Ce vide nouveau laissé par le sexe tarifé entre l’homme et son corps, qu’est-ce qui l’occupe ? Cette vacance inédite, qu’est-ce qui la hante ? A.p.o.l.l.o.n.i.d.e. . La lettre, les lettres, chacune des lettres balsamiques et nihilistes qui composent Apollonide. Elles parlent aux murs qu’elles érigent en leur parlant. Elles parlent aux murs. On n’a pas trouvé mieux pour s’endormir.

Les Hautes solitudes
de Philippe Garrel

Le visage de Jean Seberg, non pas lorsque portraituré, et c’est si souvent. Et souvent si beau. Quand, par exemple, la valeur éteinte de la lumière, la tonalité trotte-menue des nuances monochromes et la saturation basse où transparaît le poil du coton blanc qui sert de support à l’écran, nous suggèrent, pour elle seule et ses traits, en dépit du ridicule qu’on leur prête, le fragile langage bébé dont usent les amoureux et les baisers de toute l’âme qui volent à son secours.

Pourtant, le visage de Jean Seberg, non pas lorsque portraituré, mais le visage de Jean Seberg lorsque accompagné, lorsque suivi à hauteur vertueuse de ses pommettes. Alors, comme le long d’une haie de ronces – une mûre, rouge. De cette couleur au-delà du noir ou l’absolu du noir qu’est le rouge. Mûre, dont la rayonnante exception n’admet que la main d’un tiers pour la cueillir. Bienheureuse procuration. Si c’était possible. De regarder à la place de vivre.

La Taupe
de Tomas Alfredson

La Taupe de Tomas Alfredson ne vaut que pour son atmosphère poussiéreuse que sécrètent les personnages qui la respirent. Personnages tels que des sculptures de sombres grains lentement érodées par un dur rayonnement intérieur. Et dont l’univers est la condensation éphémère de leur effritement.

Le film exploite la belle idée de la Génèse : que l’homme est poussière et que la poussière retourne à la terre, selon ce qu’elle était.

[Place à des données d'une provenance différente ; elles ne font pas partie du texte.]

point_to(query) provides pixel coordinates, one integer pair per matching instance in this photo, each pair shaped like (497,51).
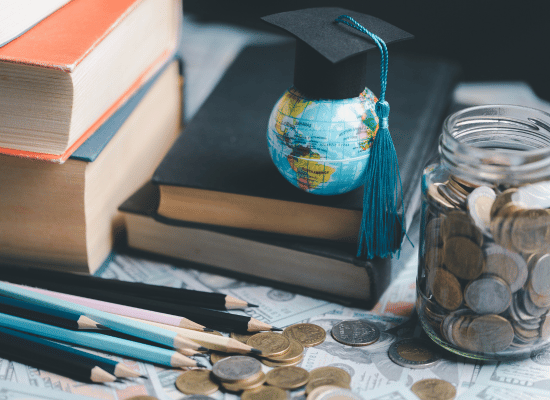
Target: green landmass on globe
(322,146)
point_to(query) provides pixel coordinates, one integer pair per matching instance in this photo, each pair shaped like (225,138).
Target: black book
(220,168)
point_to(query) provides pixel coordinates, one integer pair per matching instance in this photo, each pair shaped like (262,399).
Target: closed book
(69,73)
(220,173)
(321,269)
(65,216)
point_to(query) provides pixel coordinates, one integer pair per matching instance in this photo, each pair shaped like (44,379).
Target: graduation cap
(331,61)
(331,57)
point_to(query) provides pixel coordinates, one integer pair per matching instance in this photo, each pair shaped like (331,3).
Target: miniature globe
(322,146)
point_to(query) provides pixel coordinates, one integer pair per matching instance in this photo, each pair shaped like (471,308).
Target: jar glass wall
(484,260)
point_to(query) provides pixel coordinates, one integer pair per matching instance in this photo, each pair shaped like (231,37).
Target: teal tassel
(382,228)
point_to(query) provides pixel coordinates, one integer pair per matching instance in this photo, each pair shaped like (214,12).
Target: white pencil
(112,321)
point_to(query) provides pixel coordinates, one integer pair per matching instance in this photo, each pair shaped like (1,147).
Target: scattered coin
(271,344)
(434,389)
(196,382)
(265,393)
(412,353)
(488,294)
(236,368)
(355,332)
(309,335)
(241,337)
(287,377)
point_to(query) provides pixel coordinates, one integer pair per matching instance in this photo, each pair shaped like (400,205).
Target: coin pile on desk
(485,265)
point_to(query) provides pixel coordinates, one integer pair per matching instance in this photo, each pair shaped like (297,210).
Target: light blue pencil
(98,341)
(112,321)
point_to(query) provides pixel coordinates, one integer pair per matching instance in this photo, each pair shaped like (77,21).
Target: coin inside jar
(196,382)
(287,377)
(271,344)
(446,289)
(309,335)
(355,332)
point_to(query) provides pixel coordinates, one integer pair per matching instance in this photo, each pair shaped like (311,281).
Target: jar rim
(481,123)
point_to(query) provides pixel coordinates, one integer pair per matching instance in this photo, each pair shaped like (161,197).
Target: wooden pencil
(115,322)
(43,314)
(39,353)
(120,309)
(38,277)
(219,320)
(98,341)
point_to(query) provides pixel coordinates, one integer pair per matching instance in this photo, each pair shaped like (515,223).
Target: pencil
(219,320)
(63,352)
(210,341)
(98,341)
(38,277)
(115,322)
(43,314)
(38,353)
(123,310)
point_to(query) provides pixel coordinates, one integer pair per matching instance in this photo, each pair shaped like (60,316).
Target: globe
(322,146)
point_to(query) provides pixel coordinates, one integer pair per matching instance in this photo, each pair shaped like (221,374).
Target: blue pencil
(97,341)
(114,322)
(62,352)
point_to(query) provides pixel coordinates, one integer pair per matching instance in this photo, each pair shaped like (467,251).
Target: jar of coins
(484,260)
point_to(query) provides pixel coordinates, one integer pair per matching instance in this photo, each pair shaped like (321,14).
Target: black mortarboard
(331,58)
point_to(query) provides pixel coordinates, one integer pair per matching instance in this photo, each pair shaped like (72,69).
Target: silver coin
(479,204)
(355,332)
(413,353)
(236,368)
(338,394)
(488,295)
(506,264)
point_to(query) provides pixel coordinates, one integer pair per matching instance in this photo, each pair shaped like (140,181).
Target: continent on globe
(322,146)
(310,174)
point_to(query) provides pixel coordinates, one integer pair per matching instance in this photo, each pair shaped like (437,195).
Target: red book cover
(62,40)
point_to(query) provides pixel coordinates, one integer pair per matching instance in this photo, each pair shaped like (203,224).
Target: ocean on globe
(322,146)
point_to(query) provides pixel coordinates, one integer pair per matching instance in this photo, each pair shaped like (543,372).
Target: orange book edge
(61,158)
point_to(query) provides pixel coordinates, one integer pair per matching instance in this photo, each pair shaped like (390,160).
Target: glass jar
(483,286)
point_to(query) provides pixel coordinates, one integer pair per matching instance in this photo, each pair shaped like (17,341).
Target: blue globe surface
(322,146)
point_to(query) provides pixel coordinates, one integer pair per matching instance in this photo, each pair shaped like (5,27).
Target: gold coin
(276,364)
(287,377)
(215,357)
(463,257)
(308,335)
(330,372)
(247,384)
(197,381)
(271,344)
(265,393)
(447,290)
(241,337)
(489,333)
(295,352)
(434,389)
(316,383)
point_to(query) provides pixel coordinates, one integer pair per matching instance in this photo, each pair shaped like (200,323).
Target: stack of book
(218,201)
(90,101)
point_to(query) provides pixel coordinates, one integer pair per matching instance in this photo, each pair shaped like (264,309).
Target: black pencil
(217,301)
(33,312)
(219,320)
(17,347)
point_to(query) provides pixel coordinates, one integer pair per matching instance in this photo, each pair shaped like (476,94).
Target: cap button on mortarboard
(330,79)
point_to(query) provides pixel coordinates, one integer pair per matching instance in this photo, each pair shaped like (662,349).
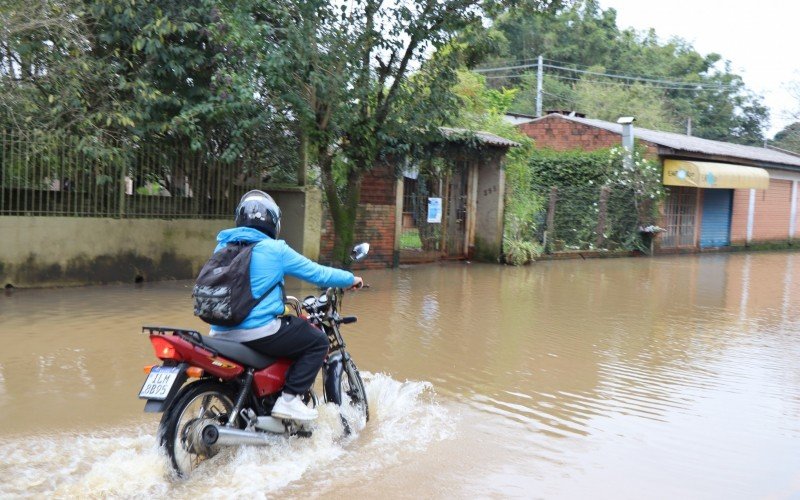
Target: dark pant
(296,339)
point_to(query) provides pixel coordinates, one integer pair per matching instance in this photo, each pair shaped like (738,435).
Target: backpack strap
(264,296)
(278,284)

Celui-ci ne se décompose pas, il se délite comme du vieux papier ; ne pourrit pas, mais se désagrège comme des piments mis à sécher. Au lisier des écoulements, se substitue la pelle qui recueille les miettes.

Il tombe en poussière de son vivant et chaque instant, indépendamment de son contenu, en est l’urne. Même l’économie protectionniste de la pensée dépose après elle ses invisibles poussiers. Dépôts, dont la tonalité générale oscille entre le bistre et la pomme blette, qui inaugurent le règne du particulaire. Le vent les soulève en nébuleuse de débris et les modèle en objets de monde. Une nature et une culture mirageuses qu’éclaire une espèce de rayonnement fossile. Un fond de lumière diffuse où se découpent et s’agitent, tantôt cherchant la fée de leur jeunesse, tantôt piquant où pique le Diable, avant le coup de balai final, les ombres friables des pauvres diables.